The Man Who Could Have Been Bill Gates (2004) - rms
http://www.businessweek.com/magazine/content/04_43/b3905109_mz063.htm
======
seldo
The triumph of DOS was the licensing, not the technology itself; that's what
made Bill Gates so rich. Even by contemporary standards MS-DOS was a half-
assed operating system full of design flaws.

Saying that Kildall made a much better operating system misses the point. The
operating system is not what made the money; Gates could have sold practically
any OS with his licensing deal and made the same fortune. He literally sold
the license before he even _owned_ DOS.

------
mynameishere
Shit happens. Seriously, the guy was a big success by any measure, except the
measure that comes with comparing yourself with Bill Gates. No reason to hit
the bottle, if you ask me.

------
rms
This is the full length-version of
<http://news.ycombinator.com/item?id=624887>, which contains no different
information.

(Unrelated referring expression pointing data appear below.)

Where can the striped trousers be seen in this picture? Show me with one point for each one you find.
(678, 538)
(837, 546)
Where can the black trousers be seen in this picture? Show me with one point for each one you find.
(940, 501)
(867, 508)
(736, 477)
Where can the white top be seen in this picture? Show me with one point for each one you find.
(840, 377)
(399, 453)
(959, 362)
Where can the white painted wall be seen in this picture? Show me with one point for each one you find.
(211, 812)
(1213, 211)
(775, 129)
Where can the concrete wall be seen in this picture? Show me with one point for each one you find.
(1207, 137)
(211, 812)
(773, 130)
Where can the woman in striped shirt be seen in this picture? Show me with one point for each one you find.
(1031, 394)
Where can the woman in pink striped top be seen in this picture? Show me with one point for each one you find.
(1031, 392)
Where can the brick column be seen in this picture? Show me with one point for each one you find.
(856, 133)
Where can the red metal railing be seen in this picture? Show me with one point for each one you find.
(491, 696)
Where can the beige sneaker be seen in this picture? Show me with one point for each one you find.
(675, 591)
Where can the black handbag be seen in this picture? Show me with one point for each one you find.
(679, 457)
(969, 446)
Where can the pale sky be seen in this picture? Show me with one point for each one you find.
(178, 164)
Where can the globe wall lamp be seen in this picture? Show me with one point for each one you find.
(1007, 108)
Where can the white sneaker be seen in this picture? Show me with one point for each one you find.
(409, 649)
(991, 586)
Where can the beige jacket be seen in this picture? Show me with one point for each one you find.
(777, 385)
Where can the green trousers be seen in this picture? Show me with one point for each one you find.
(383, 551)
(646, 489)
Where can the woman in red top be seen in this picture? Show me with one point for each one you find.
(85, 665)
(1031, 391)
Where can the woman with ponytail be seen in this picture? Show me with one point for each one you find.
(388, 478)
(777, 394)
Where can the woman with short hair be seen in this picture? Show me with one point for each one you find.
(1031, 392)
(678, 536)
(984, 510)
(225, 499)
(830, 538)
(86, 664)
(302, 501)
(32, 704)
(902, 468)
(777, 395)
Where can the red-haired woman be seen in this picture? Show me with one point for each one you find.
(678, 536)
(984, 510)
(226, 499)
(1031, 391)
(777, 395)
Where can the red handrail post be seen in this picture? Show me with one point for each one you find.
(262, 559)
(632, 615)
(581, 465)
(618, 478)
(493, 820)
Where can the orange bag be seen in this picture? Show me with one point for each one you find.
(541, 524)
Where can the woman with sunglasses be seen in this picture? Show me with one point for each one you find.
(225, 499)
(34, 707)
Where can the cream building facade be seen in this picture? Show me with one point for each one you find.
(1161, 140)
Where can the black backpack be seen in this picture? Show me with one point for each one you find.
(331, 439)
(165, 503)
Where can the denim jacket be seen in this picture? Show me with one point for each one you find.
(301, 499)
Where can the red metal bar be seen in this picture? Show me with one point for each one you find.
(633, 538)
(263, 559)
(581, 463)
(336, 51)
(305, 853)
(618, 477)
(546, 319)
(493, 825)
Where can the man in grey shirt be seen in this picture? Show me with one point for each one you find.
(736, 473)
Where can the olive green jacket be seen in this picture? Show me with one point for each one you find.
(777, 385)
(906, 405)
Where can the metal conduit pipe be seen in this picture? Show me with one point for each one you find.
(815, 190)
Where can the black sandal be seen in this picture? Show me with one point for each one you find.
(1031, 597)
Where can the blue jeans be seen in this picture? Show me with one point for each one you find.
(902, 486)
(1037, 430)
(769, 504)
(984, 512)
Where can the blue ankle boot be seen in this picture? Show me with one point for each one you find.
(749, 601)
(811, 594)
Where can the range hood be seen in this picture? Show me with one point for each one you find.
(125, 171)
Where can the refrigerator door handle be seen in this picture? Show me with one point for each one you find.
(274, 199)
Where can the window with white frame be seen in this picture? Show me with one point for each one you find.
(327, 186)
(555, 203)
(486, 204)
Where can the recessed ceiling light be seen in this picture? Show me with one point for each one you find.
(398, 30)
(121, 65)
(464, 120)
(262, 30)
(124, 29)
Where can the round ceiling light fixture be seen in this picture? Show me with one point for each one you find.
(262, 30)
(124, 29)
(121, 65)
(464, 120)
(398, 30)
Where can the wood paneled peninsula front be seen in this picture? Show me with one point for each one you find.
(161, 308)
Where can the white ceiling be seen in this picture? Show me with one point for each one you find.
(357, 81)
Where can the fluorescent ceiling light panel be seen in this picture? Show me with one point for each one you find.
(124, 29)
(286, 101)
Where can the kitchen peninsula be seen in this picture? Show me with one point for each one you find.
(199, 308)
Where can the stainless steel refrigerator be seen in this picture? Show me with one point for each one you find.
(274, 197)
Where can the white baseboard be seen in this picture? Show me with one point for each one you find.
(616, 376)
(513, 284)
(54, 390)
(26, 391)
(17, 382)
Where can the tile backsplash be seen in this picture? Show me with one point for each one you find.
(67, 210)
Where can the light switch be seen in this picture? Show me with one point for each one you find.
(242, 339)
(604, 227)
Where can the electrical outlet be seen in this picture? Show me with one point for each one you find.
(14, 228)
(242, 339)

It seems likely that the other story is copied from this Business
Week article without attribution for compilation among other short stories
about business for an ebook.

------
wglb
An old article, but full of lessons.

What seems to be less often known about Kildall is that his thesis was about
writing optimizing compilers, and he is was the author of PL/M, a language
loosely based on XPL, a language designed as a tutorial for compiler
construction.